On Friday, I rose overnight and woke up to my Dexcom alarm at 4:00 AM to take a correction bolus. Another clue that my insulin sensitivity had changed. And then I spiked after breakfast, despite adding a unit extra (trying to prevent a spike when I don’t have a lot of time to pre-bolus in the morning), and had to correct twice more during the morning to get back into range at lunch. At that point I increased all my basal rates by 0.1 u/hr. But it continued in the afternoon: spiking after lunch and needing multiple corrections to get back into range for dinner, including completely overriding my pump’s IOB tracking. At dinner I again had a big spike and had to correct multiple times. At bedtime I was still not down into range, even with a site change, so decided that it must be hormones. I increased all my basal rates by 0.1 u/hr again and also (from prior experience) adjusted my insulin to carb ratio from 1:10 to 1:8 and my insulin sensitivity factor from 2.0 mmol/L to 1.5 mmol/L. I did a final correction before bed using these new settings.

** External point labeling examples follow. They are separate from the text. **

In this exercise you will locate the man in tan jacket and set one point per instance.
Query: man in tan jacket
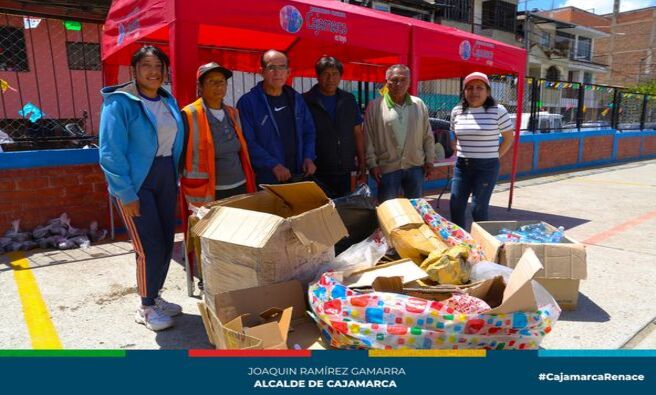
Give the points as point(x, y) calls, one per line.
point(400, 142)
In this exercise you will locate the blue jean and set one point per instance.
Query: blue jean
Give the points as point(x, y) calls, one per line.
point(153, 232)
point(475, 177)
point(410, 180)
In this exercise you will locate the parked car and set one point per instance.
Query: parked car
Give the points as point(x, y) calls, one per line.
point(442, 133)
point(547, 122)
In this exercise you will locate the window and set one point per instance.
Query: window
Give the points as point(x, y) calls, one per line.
point(587, 77)
point(411, 13)
point(584, 49)
point(83, 56)
point(564, 42)
point(457, 10)
point(499, 15)
point(13, 54)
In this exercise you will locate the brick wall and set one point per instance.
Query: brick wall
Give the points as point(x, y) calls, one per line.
point(558, 153)
point(628, 147)
point(649, 147)
point(597, 148)
point(37, 194)
point(524, 160)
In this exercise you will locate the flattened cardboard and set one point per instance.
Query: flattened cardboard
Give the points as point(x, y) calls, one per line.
point(308, 231)
point(236, 321)
point(397, 214)
point(252, 240)
point(300, 196)
point(241, 227)
point(405, 269)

This morning I woke up to find that I’d had a great overnight period. Alwyas a good sign. Breakfast went as expected. Although the day isn’t over, I suspect the rest of the day will be as expected. But I’ll be prepared for the need to bump settings up probably twice more over the next week or two, and after that will be on the lookout for the need to quickly lower everything back down.
In all, I raised my total daily insulin dose by about 10 units over the course of one day, between the basal changes and the changes to pump settings. My total daily dose is about 40 units at its low end amd about 65 units at its high end, so it’s a change of more than 50% throughout the month. Incidentally, as I’m writing this my Dexcom is again trending upward without having eaten anything, which makes me think I may be increasing my basal rate another notch depending on how lunch and the rest of the day goes.